Justin Leeper, writing for GameSpy, felt that Trauma Center could succeed in appealing to a broader audience than other titles with unconventional gameplay ideas. Craig Harris of IGN was surprised by how much he enjoyed his time playing. Tom East of Official Nintendo Magazine called Trauma Center "engaging, fun and highly original", and Matt Keller of PALGN generally enjoyed the gameplay experience despite its short length and other issues with the difficulty and graphics. Pocket Gamer writer Jon Jordan felt irritated by the amount of dialogue combined with finding the game unbalanced, stating that in many operations, the player will fail over and over until they luck into the solution. He found a "bitter achievement" when completing a surgery, but believed that many simulation games, including Trauma Center, were too frustrating to be very fun.

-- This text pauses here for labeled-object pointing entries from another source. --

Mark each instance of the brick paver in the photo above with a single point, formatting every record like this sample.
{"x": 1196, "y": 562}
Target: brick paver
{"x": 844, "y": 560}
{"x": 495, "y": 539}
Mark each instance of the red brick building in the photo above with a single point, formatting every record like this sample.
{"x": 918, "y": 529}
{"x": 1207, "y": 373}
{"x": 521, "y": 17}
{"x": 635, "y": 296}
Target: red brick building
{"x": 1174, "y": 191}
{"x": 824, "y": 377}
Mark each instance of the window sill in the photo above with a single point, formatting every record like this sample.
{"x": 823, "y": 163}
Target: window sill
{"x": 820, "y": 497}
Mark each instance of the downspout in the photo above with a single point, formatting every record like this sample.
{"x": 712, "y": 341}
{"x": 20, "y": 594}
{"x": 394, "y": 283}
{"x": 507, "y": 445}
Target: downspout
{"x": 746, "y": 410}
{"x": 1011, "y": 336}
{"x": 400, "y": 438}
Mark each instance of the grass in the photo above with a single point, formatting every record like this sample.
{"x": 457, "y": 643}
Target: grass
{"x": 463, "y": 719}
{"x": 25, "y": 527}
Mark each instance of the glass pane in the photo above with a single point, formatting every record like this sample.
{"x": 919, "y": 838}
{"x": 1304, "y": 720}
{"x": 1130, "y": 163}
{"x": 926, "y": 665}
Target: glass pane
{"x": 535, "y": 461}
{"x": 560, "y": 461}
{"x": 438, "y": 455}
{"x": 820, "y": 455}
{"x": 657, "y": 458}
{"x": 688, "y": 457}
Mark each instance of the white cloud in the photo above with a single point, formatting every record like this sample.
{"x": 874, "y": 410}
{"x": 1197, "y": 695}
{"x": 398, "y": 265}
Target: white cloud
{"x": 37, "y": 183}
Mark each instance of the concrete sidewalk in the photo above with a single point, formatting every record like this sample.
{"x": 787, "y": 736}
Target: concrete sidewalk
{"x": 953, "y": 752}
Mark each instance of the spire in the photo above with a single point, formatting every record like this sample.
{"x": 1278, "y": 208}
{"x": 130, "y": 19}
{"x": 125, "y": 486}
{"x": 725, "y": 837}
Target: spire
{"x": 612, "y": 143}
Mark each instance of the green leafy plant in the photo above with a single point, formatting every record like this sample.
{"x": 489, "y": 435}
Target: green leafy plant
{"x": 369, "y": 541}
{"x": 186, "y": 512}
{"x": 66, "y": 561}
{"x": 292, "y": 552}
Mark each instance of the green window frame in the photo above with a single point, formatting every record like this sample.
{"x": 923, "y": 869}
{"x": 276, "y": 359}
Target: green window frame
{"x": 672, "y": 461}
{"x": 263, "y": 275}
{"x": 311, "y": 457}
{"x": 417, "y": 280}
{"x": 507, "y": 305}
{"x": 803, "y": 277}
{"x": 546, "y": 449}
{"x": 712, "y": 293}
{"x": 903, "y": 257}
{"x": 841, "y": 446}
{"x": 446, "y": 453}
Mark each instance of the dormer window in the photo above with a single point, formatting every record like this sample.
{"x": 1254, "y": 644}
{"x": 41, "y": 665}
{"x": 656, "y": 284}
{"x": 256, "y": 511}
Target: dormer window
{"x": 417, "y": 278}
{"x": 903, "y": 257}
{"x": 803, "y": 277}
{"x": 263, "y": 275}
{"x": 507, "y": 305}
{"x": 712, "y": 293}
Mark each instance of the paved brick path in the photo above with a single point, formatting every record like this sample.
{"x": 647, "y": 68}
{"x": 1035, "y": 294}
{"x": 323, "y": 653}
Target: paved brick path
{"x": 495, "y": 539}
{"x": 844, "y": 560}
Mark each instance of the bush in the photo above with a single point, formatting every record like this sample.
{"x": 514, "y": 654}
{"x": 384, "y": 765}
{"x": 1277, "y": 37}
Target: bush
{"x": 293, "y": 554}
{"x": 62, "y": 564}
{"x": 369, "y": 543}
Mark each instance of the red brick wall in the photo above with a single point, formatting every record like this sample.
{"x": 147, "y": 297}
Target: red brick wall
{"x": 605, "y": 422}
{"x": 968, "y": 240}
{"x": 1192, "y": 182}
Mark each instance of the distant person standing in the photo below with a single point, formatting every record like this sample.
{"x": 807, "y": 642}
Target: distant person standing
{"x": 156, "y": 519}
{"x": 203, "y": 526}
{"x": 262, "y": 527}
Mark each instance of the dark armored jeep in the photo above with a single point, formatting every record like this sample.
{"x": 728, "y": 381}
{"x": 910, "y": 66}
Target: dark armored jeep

The use of the DS touch screen and stylus were generally lauded by critics; East called it a concept only made possible by the hardware, while Leeper had issues with stylus motions registering. The story was generally praised, with many calling it both silly and engaging, and a few noting its handling of mature themes. Others also negatively noted the large amount of text, which slowed the game's pace. Difficulty spikes in later portions of the game, lack of room for improvisation, and general repetitiveness were noted by reviewers as detrimental factors.

Aggregate score
| Aggregator | Score |
|---|---|
| Metacritic | 81/100 (45 reviews) |

Review scores
| Publication | Score |
|---|---|
| 1Up.com | B |
| Eurogamer | 7/10 |
| Famitsu | 31/40 |
| GamePro | 4.5/5 |
| GameSpot | 7.8/10 |
| GameSpy | 4.5/5 |
| IGN | 8/10 |
| Official Nintendo Magazine | 80% |
| PALGN | 7/10 |

==Legacy==

During their 2005 gaming awards, GameSpot nominated Trauma Center in their "Most Innovative Game" category. In the years following its release, Trauma Center would become a notable success for Atlus, breaking into mainstream gaming when they had previously been restricted to niche success. In a feature by Jess Ragan for 1UP.com, Trauma Center: Under the Knife was described as having "helped pull the Nintendo DS out of a debilitating software drought and demonstrated the system's potential to both hardcore gamers and skeptical outsiders alike". Website VentureBeat listed Under the Knife as one of the most memorable games of 2005 due to breaking away from gaming trends and creating an experience focused on saving lives.

Following the release of Under the Knife, most of Hashino's team shifted to work on the Persona series, with a small number of staff being assigned to form a new team for further development of the series. This group would be known internally as "CadukeTeam". The Trauma Center series would be continued with three subsequent games on Nintendo hardware; Trauma Center: New Blood for the Wii in 2007, the direct sequel Trauma Center: Under the Knife 2, released in 2008 for the DS; and Trauma Team for the Wii in 2010. A remake of Under the Knife, Trauma Center: Second Opinion, was released for the Wii in 2006 as a launch title for the console. In a series retrospective, Peter Davison of USGamer noted both the series' notable position in Atlus's gaming library, and how the titles made use of the Nintendo console mechanics.